Comme nous l'avons mentionné dans la michna précédente, cette michna et les suivantes du chapitre traitent toutes des composantes des conditions de la ketouba, ces conditions qui conservent leur validité même si elles ne sont pas écrites dans la ketouba. Notre michna porte sur l'obligation du mari de racheter sa femme si elle est faite captive et a besoin d'être rachetée.
Texte de la michna :
"Lo katav la : im tichtabaï afrekinekh véotivinekh li léintou" - même s'il n'a pas écrit pour elle dans la ketouba que si elle tombe en captivité, il la rachètera et la ramènera pour qu'elle soit sa femme.
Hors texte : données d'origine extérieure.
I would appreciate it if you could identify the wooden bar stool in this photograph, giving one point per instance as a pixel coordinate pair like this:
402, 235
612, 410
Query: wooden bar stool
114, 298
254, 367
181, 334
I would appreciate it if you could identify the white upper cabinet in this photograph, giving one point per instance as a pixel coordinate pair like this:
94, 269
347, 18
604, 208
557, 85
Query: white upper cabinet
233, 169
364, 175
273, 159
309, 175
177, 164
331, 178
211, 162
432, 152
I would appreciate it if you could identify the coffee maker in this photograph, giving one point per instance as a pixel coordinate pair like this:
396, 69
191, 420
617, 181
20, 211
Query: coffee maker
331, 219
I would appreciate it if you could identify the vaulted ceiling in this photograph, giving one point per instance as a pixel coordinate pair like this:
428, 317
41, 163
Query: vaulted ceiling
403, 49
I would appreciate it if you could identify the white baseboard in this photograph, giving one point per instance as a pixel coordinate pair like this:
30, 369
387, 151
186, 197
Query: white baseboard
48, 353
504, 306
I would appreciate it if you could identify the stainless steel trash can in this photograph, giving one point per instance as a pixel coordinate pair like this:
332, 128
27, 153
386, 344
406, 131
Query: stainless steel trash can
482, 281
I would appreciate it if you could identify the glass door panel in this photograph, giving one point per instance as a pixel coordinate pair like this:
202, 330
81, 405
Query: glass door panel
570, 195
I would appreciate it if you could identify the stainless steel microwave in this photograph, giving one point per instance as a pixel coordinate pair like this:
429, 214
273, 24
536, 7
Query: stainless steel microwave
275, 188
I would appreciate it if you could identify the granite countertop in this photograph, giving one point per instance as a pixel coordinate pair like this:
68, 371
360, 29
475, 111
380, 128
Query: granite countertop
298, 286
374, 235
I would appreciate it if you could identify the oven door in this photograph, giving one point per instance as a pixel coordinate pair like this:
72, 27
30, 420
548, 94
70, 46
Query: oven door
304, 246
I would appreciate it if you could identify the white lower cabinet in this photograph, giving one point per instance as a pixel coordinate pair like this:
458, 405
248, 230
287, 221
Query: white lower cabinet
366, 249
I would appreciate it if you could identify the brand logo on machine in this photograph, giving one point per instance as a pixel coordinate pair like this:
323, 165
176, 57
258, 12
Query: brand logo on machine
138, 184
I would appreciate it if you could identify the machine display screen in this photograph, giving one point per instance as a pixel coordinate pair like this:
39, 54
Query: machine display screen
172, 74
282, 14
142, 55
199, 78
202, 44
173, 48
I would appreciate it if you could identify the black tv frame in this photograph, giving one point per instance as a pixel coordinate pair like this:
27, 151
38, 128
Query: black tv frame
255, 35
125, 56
"Ouvékohénet : ahadrinekh limdinatikh" - et pour la femme d'un kohen, la formulation de la condition est différente : je te rachèterai et te ramènerai dans ton pays.
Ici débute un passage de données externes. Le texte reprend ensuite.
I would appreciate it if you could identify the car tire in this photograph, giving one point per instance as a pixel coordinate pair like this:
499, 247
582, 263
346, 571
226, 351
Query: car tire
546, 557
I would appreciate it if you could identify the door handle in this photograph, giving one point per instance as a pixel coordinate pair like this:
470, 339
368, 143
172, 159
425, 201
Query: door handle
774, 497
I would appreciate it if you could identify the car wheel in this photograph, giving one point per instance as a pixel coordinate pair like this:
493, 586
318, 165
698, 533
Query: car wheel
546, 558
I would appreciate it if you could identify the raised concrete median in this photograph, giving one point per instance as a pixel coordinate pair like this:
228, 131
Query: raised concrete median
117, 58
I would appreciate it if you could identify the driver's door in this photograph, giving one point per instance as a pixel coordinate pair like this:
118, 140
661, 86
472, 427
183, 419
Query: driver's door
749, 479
La loi de la femme du kohen :
La femme d'un kohen qui a été faite captive, à moins que nous ne sachions le contraire, devient interdite à son mari, car nous devons supposer, malheureusement, qu'elle a été violée par ses ravisseurs, et une fois qu'elle a eu des relations avec un non-juif, elle n'est plus permise à son mari kohen. Cependant, même dans cette situation tragique, l'obligation de rachat ne disparaît pas, et c'est pourquoi la formulation de la condition pour la femme du kohen est "ahadrinekh limdinatikh" - je te rachèterai, mais je te ramènerai dans ton lieu et dans la maison de ton père, car je ne peux pas continuer à être marié avec toi ; quoi qu'il en soit, j'accomplirai mon devoir de te racheter.
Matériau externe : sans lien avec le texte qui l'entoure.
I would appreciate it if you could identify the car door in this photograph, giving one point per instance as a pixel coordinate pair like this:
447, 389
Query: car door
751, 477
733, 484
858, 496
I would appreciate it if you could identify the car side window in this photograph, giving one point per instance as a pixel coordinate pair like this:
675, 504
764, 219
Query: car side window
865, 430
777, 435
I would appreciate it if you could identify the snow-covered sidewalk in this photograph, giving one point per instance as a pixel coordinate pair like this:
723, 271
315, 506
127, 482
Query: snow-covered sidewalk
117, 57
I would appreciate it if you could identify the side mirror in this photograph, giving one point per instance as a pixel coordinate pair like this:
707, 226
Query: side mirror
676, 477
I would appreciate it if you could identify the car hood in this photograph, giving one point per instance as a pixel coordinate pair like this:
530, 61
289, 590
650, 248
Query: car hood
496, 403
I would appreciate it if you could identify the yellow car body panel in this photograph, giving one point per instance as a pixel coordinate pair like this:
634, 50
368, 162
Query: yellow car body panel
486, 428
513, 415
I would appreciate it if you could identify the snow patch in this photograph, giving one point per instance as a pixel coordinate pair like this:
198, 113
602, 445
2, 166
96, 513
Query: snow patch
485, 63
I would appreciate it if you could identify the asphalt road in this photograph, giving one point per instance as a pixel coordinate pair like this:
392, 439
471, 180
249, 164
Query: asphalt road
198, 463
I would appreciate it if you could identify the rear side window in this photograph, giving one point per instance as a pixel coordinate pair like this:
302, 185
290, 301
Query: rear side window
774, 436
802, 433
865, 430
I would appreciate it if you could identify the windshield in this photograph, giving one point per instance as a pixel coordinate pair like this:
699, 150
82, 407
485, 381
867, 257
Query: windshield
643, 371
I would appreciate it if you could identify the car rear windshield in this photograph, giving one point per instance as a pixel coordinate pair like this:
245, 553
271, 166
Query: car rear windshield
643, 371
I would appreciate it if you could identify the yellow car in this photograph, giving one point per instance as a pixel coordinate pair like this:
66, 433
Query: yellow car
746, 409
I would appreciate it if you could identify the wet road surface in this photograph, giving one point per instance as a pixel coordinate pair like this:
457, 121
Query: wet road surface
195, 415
Même si le mari n'a pas écrit ces conditions dans la ketouba, il est tenu de racheter sa femme, car il s'agit d'une condition du beth din, une condition qui existe en vertu de l'autorité du beth din, qu'elle soit écrite ou non.
En résumé : dans cette michna, nous avons appris l'obligation du mari de racheter sa femme de la captivité et de la ramener pour qu'elle soit sa femme, ainsi que la formulation particulière de la condition pour la femme du kohen, qui devient interdite à son mari en raison de la crainte qu'elle ait été violée durant sa captivité, condition par laquelle le mari s'engage à la racheter et à la ramener dans son pays. Cette obligation conserve sa validité même si elle n'a pas été écrite dans la ketouba, car elle fait partie des conditions du beth din.